Dans le Corpus hippocratique, de nombreux cas de mania sont décrits. Elle est liée à un flux de bile noire qui monte du foie vers le cerveau où elle provoque l’inflammation de celui-ci. Il en résulte un dysfonctionnement de l’entendement - le malade déraisonne. L’équilibre (la krasis) est rétabli, comme pour les autres maladies humorales, en arrêtant le flux montant de bile noire, par une purgation à l’ellébore ou un lavement.

Bilan

Dans le Corpus hippocratique, l’ellébore est l’évacuant par excellence de la médecine humorale[n 11] ; ce qui en fait la prescription recommandée pour un nombre considérable de maladies. Remède polyvalent, l’ellébore a même par la suite acquis la réputation de panacée[16]. Sa puissance en fait le médicament souverain de la pathologie humorale.
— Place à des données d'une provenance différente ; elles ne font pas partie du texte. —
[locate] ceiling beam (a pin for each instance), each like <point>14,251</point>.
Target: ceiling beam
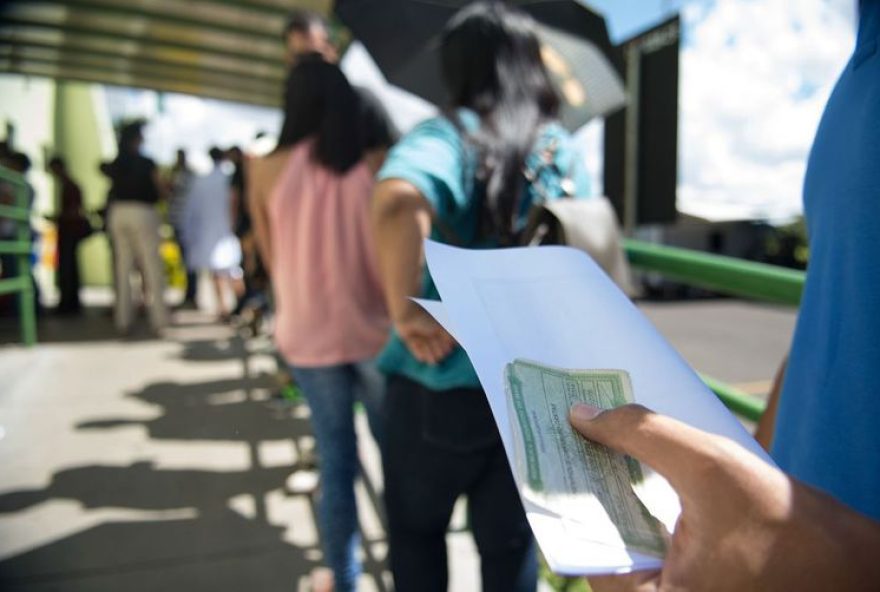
<point>17,47</point>
<point>196,16</point>
<point>148,40</point>
<point>73,70</point>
En usage externe, ses principaux rôles sont aussi d’expulser les règles, le fœtus mort, le placenta, chez les femmes et comme émollient pour faciliter la cicatrisation.

Dans la pharmacopée grecque, il existait de nombreux purgatifs plus ou moins dangereux, on peut donc se demander pourquoi les médecins sont restés fidèles à l’ellébore pendant des siècles ? Les médecins hippocratiques observaient bien les suites fatales de la prise d’ellébore, sans s’interroger outre mesure:

« Chez Androphanès, perte de la voix, délire ; ... Il prit une potion d'hellébore noir, ne rendit point de bile et ne fut que peu évacué...il mourut dans la nuit » (Épidémie V[31], 80).

Mais des médecins, comme Rufus d’Éphèse (voir citation en introduction), affirmaient que l’ellébore entre les mains d’un médecin compétent, ne présentait pas de danger.

Enfin dans le Corpus, on n’observe pas de lien spécial entre l’ellébore et le traitement de la folie. La mania n'est qu'une maladie humorale parmi de nombreuses autres, à être traitée à l'ellébore.

Théophraste

Quelques décennies après la mort d’Hippocrate (-377), le philosophe botaniste Théophraste (-372, -287) donne des descriptions botaniques et médicinales des deux ellébores dans Recherche sur les plantes[32],[33],[34] (abr. RP). Écrit vers -300 (entre -350 et -287), ce premier traité sur les plantes médicinales est riche d’informations jusque-là non fournie par le Corpus hippocratique.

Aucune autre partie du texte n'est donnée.